TORONTO -- ICU beds are filling up in several provinces, with doctors in B.C. warning that hospitals could be overwhelmed by May, Ontario is redeploying 1,000 nurses to staff additional ICU beds, and hospitalizations in Quebec are rising as well.

One Canadian doctor knows well what that could mean: Dr. Ivar Mendez has spent the last four months in Bolivia, where full hospitals have left some COVID-19 patients receiving care in their homes.

Taking a leave from his usual work as the provincial head of surgery at the University of Saskatchewan and Saskatchewan Health Authority, Mendez has returned to his home of Bolivia to lead an initiative to provide remote, virtual care.

“We've implemented a system by which people with a cell phone or a tablet can communicate with their decision, and the cell phone or tablet can also communicate via Bluetooth technology to pulse oximeters, that you put in the finger and you monitor oxygen saturation of the patient, thermometers and digital stethoscope,” Mendez told in a phone interview on Wednesday.

With hospitals overwhelmed, patients have nowhere left to go, so their families take care of them.

“You are at home, you're taking care of, for example your dad, but you're in contact with a physician directly,” he added.

One of the issues that Bolivia has faced throughout the pandemic is a shortage of liquid oxygen, but oxygen generators that pull oxygen from the air have helped with that issue and patients can have them in their homes.

“You can have physicians directing the care of the patients at home with these oxygen concentrators,” he said.
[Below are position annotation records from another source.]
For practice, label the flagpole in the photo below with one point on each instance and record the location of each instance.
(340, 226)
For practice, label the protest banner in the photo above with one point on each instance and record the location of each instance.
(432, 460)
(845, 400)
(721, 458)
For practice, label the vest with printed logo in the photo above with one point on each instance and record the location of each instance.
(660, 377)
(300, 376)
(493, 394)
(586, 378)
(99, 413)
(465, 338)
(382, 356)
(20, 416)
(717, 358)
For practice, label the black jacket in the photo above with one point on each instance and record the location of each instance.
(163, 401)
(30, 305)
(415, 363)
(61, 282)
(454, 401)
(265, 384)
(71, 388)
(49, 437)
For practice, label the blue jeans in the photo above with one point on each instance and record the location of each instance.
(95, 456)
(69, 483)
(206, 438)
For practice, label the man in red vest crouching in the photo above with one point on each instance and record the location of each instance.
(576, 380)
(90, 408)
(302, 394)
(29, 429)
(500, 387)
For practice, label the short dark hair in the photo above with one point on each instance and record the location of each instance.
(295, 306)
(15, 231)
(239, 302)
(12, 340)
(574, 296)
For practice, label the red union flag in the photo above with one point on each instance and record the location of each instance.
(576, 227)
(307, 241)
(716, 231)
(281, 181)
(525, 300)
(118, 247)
All the patient requires is a smartphone or tablet and Mendez and his colleagues provide what he calls peripherals: the pulse oximeters, thermometers and digital stethoscopes.
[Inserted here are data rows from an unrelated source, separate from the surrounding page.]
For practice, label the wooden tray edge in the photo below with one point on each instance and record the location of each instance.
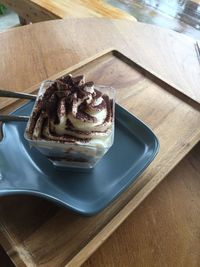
(123, 214)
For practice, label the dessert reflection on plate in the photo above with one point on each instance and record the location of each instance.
(72, 121)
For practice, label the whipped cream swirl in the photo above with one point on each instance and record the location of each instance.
(72, 110)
“This relatively simple technology has saved a lot of lives,” said Mendez.

With the pulse oximeter, physicians can remotely monitor a patient’s oxygen level and virtually adjust their oxygen concentrator. A digital stethoscope allows the doctor to listen to the chest and heart from kilometres away. And a digital thermometer will allow a physician to see if a patient’s temperature has changed.
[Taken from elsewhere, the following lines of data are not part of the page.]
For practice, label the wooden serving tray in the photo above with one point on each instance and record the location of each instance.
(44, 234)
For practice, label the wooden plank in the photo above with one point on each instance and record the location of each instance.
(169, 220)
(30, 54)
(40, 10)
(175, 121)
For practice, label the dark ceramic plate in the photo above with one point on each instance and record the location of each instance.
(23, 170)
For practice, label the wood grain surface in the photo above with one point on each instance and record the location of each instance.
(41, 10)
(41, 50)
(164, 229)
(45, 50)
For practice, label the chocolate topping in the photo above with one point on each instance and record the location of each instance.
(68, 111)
“Three simple peripherals have made a huge difference,” he added.

Preliminary data shows that home care may have even better outcomes for some patients.

“You have your family members that are continuously taking care of you, and you're not exposed to other diseases,” he said.

This isn’t Mendez’s first foray into remote care. His research on the topic began in Canada.

“The reason I went to Bolivia is because of the work that I did in Saskatchewan and Halifax, where I was before, on remote care to distant, under-serviced populations,” he said.

Mendez and his team used robotics early on in the pandemic to provide care to pregnant women in remote First Nations communities in Saskatchewan. To prevent parents from having to travel all the way to the city for prenatal care, robotic ultrasounds were performed with the patient in a remote community and the person guiding the robotic arm and interpreting the ultrasound being in Saskatoon or Regina.

“We are able to provide complex diagnostic imaging totally remotely,” he said. “Expertise is in the city, the interpretation of the radiologist is in the city, but the patient doesn't have to move from the community.”

And he uses that same idea in Bolivia. Patients don’t have to travel to get medical care, their smartphones bring it to their homes.